Gadamer hat den schärfsten Satz dazu. Erfahren ist nicht, wer viel gesehen hat. Erfahren ist, wer oft genug danebenlag.

Damit ist das Problem eigentlich beschrieben. Ein Erlebnis soll meine Erwartungen erfüllen. Eine Erfahrung entsteht daraus, dass es das nicht tut.

Man muss nicht weit gehen, um zu sehen, wohin das führt. Laufen ist ungefähr das Einfachste, was ein gesunder Mensch tun kann: Schuhe an, Tür auf, los. Heute gehört dazu eine Uhr, die die eigenen Schlafphasen besser kennt als man selbst, ein Schuh mit Carbonplatte, ein Strava-Account um die Route zu tracken und auf Social-Media zu teilen, ein Running-Club mit Logo, eine Running-Challenge in einer Stadt, in der man sonst nichts zu tun hätte.

Beruflich sehe ich dasselbe von der Bühne aus. Die Veranstaltungen heißen Summit, Forum, irgendwas mit Future. Die Leinwand ist so groß, dass ich davor kaum auffalle. Es gibt einen Intro-Film mit Drohnenaufnahmen, eine Fotowand und einen Jutebeutel mit einem Notizbuch, das nie jemand benutzen wird. Im Zug zurück fragt dann jemand, wie es war, und man sagt sofort: beeindruckend. Und wenn die zweite Frage kommt – worum ging es denn? – braucht man verdächtig lange.

Gerhard Schulze hat das Muster schon 1992 beschrieben: Wo Überfluss herrscht, fragt man nicht mehr, was man braucht, sondern wie es sich anfühlen wird. Und dabei lässt sich immer nur das Äußere arrangieren. Das Programm, die Bühne, die Strecke. Ob mich etwas berührt, kann ich nicht mitbestellen.

Zwei Ökonomen, Pine und Gilmore, haben daraus schon 1998 ein Geschäftsmodell gemacht, und zwar an einer Geburtstagstorte. Die Zutaten kosteten einmal ein paar Cent. Dann kam die Backmischung für ein paar Euro. Dann die fertige Torte vom Bäcker für fünfzehn. Und irgendwann zahlen Eltern hundert Euro und mehr dafür, dass eine Firma den ganzen Geburtstag inszeniert — woraufhin die Torte gratis dazugelegt wird. Nicht wertlos. Nur eben nicht mehr das, wofür bezahlt wurde.

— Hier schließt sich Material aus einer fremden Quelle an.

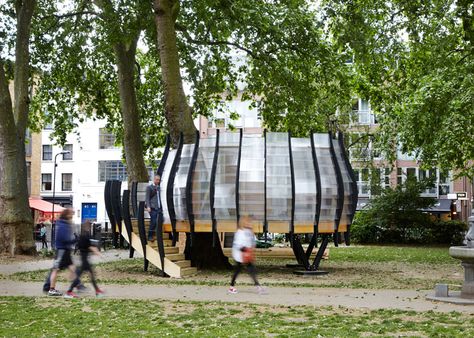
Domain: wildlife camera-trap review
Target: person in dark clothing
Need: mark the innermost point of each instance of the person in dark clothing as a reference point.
(44, 244)
(64, 241)
(153, 205)
(85, 247)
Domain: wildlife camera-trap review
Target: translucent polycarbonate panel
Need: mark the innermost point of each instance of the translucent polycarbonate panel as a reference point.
(225, 180)
(305, 180)
(328, 178)
(202, 179)
(347, 182)
(165, 176)
(278, 175)
(180, 180)
(251, 177)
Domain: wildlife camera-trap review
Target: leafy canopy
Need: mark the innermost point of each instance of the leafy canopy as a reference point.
(415, 61)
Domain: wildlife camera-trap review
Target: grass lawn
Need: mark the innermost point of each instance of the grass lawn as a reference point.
(371, 267)
(32, 317)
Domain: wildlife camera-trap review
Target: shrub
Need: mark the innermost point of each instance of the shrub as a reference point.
(396, 217)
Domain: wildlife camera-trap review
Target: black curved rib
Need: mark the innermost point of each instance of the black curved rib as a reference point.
(127, 219)
(212, 189)
(108, 207)
(317, 175)
(355, 190)
(115, 202)
(166, 151)
(340, 190)
(265, 221)
(292, 173)
(169, 188)
(134, 199)
(189, 187)
(237, 177)
(142, 232)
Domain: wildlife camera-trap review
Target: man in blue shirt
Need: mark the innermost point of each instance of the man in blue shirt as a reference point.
(153, 205)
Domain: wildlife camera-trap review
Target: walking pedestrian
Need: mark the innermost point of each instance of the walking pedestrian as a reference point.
(85, 247)
(63, 242)
(44, 243)
(154, 207)
(243, 253)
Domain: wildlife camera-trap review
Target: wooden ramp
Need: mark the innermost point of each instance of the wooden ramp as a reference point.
(175, 265)
(134, 231)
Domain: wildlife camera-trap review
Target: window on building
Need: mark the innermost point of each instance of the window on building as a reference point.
(363, 181)
(112, 170)
(106, 139)
(68, 156)
(28, 141)
(28, 176)
(444, 183)
(66, 182)
(431, 174)
(220, 123)
(47, 152)
(46, 182)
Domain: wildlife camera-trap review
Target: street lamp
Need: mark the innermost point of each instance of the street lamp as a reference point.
(54, 196)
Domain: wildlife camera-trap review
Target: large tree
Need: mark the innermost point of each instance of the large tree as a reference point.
(415, 62)
(16, 224)
(276, 52)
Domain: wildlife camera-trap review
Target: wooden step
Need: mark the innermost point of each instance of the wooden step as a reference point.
(183, 264)
(168, 249)
(188, 271)
(175, 257)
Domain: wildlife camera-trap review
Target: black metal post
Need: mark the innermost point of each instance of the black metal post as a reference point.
(189, 188)
(237, 177)
(212, 189)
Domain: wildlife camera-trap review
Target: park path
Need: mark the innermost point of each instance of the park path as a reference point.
(287, 296)
(41, 264)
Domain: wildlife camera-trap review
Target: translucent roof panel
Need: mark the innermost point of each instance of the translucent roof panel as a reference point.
(225, 179)
(278, 172)
(202, 179)
(165, 176)
(328, 178)
(305, 180)
(180, 180)
(346, 216)
(251, 177)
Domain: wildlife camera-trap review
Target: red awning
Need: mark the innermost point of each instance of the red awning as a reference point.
(44, 206)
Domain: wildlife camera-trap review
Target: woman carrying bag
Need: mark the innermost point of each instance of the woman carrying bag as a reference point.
(243, 252)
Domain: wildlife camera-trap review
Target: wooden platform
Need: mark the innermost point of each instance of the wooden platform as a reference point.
(175, 264)
(273, 227)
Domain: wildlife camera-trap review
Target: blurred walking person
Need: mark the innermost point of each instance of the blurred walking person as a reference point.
(44, 243)
(63, 241)
(85, 247)
(243, 253)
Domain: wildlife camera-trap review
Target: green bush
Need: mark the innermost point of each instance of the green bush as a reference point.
(365, 231)
(396, 217)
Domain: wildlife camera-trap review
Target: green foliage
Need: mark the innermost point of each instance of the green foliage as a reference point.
(395, 216)
(276, 55)
(107, 317)
(415, 61)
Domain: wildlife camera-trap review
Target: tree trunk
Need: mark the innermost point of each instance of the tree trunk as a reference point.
(125, 56)
(179, 118)
(177, 111)
(16, 224)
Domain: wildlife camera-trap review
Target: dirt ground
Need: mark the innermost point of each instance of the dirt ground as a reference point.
(341, 274)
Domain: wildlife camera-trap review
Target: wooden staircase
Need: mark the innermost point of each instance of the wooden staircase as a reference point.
(175, 264)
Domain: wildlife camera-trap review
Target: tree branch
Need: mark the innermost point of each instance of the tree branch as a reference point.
(214, 42)
(68, 15)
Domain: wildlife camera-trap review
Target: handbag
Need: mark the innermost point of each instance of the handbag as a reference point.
(248, 255)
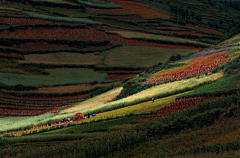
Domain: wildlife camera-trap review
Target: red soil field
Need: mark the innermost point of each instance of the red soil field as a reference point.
(152, 44)
(59, 33)
(204, 29)
(198, 66)
(106, 28)
(119, 76)
(145, 11)
(187, 32)
(70, 1)
(30, 21)
(169, 28)
(109, 11)
(34, 46)
(13, 55)
(121, 18)
(182, 104)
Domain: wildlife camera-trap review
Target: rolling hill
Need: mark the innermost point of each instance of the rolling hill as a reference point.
(110, 58)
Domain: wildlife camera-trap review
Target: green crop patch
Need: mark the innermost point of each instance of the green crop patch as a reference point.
(55, 77)
(140, 56)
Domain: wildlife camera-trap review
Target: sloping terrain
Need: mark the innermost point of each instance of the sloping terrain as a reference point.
(147, 75)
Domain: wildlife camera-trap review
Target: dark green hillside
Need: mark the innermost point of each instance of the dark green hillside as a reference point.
(151, 78)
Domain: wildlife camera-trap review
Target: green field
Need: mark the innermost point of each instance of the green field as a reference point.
(160, 38)
(55, 77)
(140, 56)
(58, 18)
(63, 58)
(121, 57)
(78, 56)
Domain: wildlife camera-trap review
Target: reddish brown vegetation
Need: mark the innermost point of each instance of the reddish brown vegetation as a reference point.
(59, 33)
(142, 9)
(204, 29)
(182, 104)
(200, 65)
(33, 46)
(35, 105)
(109, 11)
(119, 76)
(78, 117)
(152, 44)
(188, 33)
(12, 55)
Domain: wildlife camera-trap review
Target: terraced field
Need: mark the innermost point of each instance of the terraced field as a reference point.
(146, 75)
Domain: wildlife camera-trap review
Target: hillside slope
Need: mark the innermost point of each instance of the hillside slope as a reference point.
(146, 75)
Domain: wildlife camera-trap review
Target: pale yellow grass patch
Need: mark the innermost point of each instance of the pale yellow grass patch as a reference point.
(104, 101)
(94, 102)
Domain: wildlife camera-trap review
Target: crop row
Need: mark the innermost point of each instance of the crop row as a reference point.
(28, 112)
(108, 11)
(36, 98)
(13, 21)
(204, 29)
(198, 66)
(153, 44)
(183, 104)
(59, 33)
(142, 9)
(119, 76)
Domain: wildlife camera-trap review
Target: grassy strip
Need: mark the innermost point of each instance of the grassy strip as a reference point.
(215, 148)
(117, 141)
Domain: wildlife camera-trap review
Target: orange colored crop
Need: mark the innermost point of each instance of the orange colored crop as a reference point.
(204, 29)
(200, 65)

Sobald ein Erlebnis eine Ware ist, muss es gestaltet werden. Was gestaltet wird, muss verlässlich sein. Was verlässlich sein muss, wird gleichförmig. Und so entsteht dieses seltsame Ding: industriell hergestellte Einmaligkeit, garantiert unvergesslich, buchbar bis Freitag.

Der unangenehme Teil ist ein struktureller. Besonders ist nichts für sich, sondern nur im Verhältnis. Eine Feier ist aufgeladen, weil die meisten Tage keine Feiern sind. Wenn alles besonders wird, ist am Ende nichts mehr besonders.

Und es fällt genau das hinten runter, was sich als Erlebnis gar nicht haben lässt. Können entsteht aus Wiederholung, die lange schlecht aussieht. Ein guter Gedanke ist langweilig, bevor er interessant wird. Freundschaft besteht zu großen Teilen aus Anwesenheit ohne Anlass.

Nichts davon würde eine Bewertung nach zwanzig Minuten überstehen. Es ist trotzdem der Teil, aus dem ein Leben besteht.

Möglicherweise ist die Antwort deshalb einfacher, als die Frage klingt. Nicht immer dem nächsten Erlebnis hinterher. Nicht größer, mehr, weiter, nicht ständig danebenhalten, was andere gerade erleben. Sondern die kleinen Dinge wieder gelten lassen: ein Kaffee oder Tee am Morgen, ein Spaziergang ohne Ziel…

Ich weiß, das klingt wie ein Spruch auf einer Postkarte. Ich meine es trotzdem so.

Ein Erlebnis will immer größer werden.

Ein guter Tag darf einfach ein guter Tag sein.